Il Super Tuesday repubblicano incoronerà Trump? Clinton brinda due volte

01 marzo 2016 ore 15:47, Andrea De Angelis
Il quadro è fin troppo semplice. Da un lato Hillary Clinton che dovrebbe vincere a mani basse il Super Tuesday grazie soprattutto al voto degli afroamericani negli Stati in cui si voterà oggi. Dall'altro Donald Trump che non dovrebbe avere problemi a superare ancora una volta i colleghi di partito. Un esito già scritto, dunque, ma che scontenta solo una parte. Proprio quella di coloro che si trovano all'opposizione e che per la regola mai scritta dell'alternanza politica (tanto cara tra gli altri proprio alla storia statunitense) dovrebbero essere i favoriti per la vittoria in autunno. 

Invece no. Il motivo? Proprio Donald Trump. Se infatti non sembra avere rivali per quanto riguarda la corsa alla candidatura, le sue speranze di avere la meglio al voto sono praticamente nulle. Troppo eccessivi i suoi toni, dallo scontro al Papa al tema dell'immigrazione fino alle dichiarazioni sui musulmani che hanno fatto più volte il giro del mondo. 
Il ragionamento fila, purtroppo per il partito che ha presentato anche Rubio e Cruz, senza dimenticare Bush già ritiratosi. Ma ora anche i sondaggi sembrano andare in quella direzione. L'esito del quesito di Cnn/Orc pubblicato a poche ore dal Super Tuesday rivela con chiarezza che Trump in un ipotetico scontro diretto perderebbe sia con Hillary Clinton che con Bernie Sanders. Nel dettaglio Clinton batterebbe Trump col 52% delle preferenze contro il 44% del tycoon.
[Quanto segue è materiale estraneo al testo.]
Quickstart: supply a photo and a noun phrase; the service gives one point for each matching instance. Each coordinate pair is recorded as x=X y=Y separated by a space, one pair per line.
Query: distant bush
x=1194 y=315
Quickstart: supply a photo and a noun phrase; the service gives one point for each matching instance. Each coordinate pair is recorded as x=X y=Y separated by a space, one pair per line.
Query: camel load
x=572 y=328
Mentre il senatore Sanders otterrebbe il 55% dei voti contro il 43% dell'imprenditore. Diverso lo scenario se la nomination repubblicana fosse vinta da Marco Rubio o Ted Cruz. Secondo il sondaggio Hillary perderebbe col primo, mentre col secondo sarebbe un testa a testa. Sanders batterebbe facilmente entrambi.
Il Super Tuesday repubblicano incoronerà Trump? Clinton brinda due volte
Non a caso nelle ultime ore si sono rincorse le voci di più tentativi all'interno del partito di frenare la corsa di Trump. Difficile un suo ritiro visti i toni spavaldi che dal primo momento hanno caratterizzato la campagna elettorale del Donald più chiacchierato d'America. 
Così secondo alcune indiscrezioni si starebbe lavorando ad una soluzione alternativa che includa la discesa in campo di Mitt Romney nel caso in cui Marco Rubio dovesse perdere anche in Florida. La platea resta infatti troppo frammentata con Ted Cruz e Marco Rubio che, neanche unendo i voti, sembrerebbero in grado di fermare l'ascesa di Trump. Inoltre non va dimenticato il significato politico del ritiro di di Jeb Bush, ex governatore della Florida dal 1999 al 2007 e considerato in estate il favorito per la corsa alla Casa Bianca. "Volevo correre per unificare il Paese dietro soluzioni conservatrici. La presidenza degli Stati Uniti è più grande di una singola persona, più grande di un singolo candidato. Per questo vi ringrazio e sospendo la mia campagna", ha detto commosso. 

Il Super Tuesday, lo ricordiamo, è un termine che indica il giorno, appunto il martedì, in cui in gran parte degli stati federati degli Stati Uniti l'elettorato è chiamato a recarsi alle primarie o ai caucuses, indetti da Democratici e Repubblicani, per nominare il candidato presidente dei rispettivi movimenti. Solitamente, in tale giorno, si comincia ad avere un'idea piuttosto chiara di chi sarà il candidato Presidente, che sarà poi nominato in estate durante le convention dei delegati.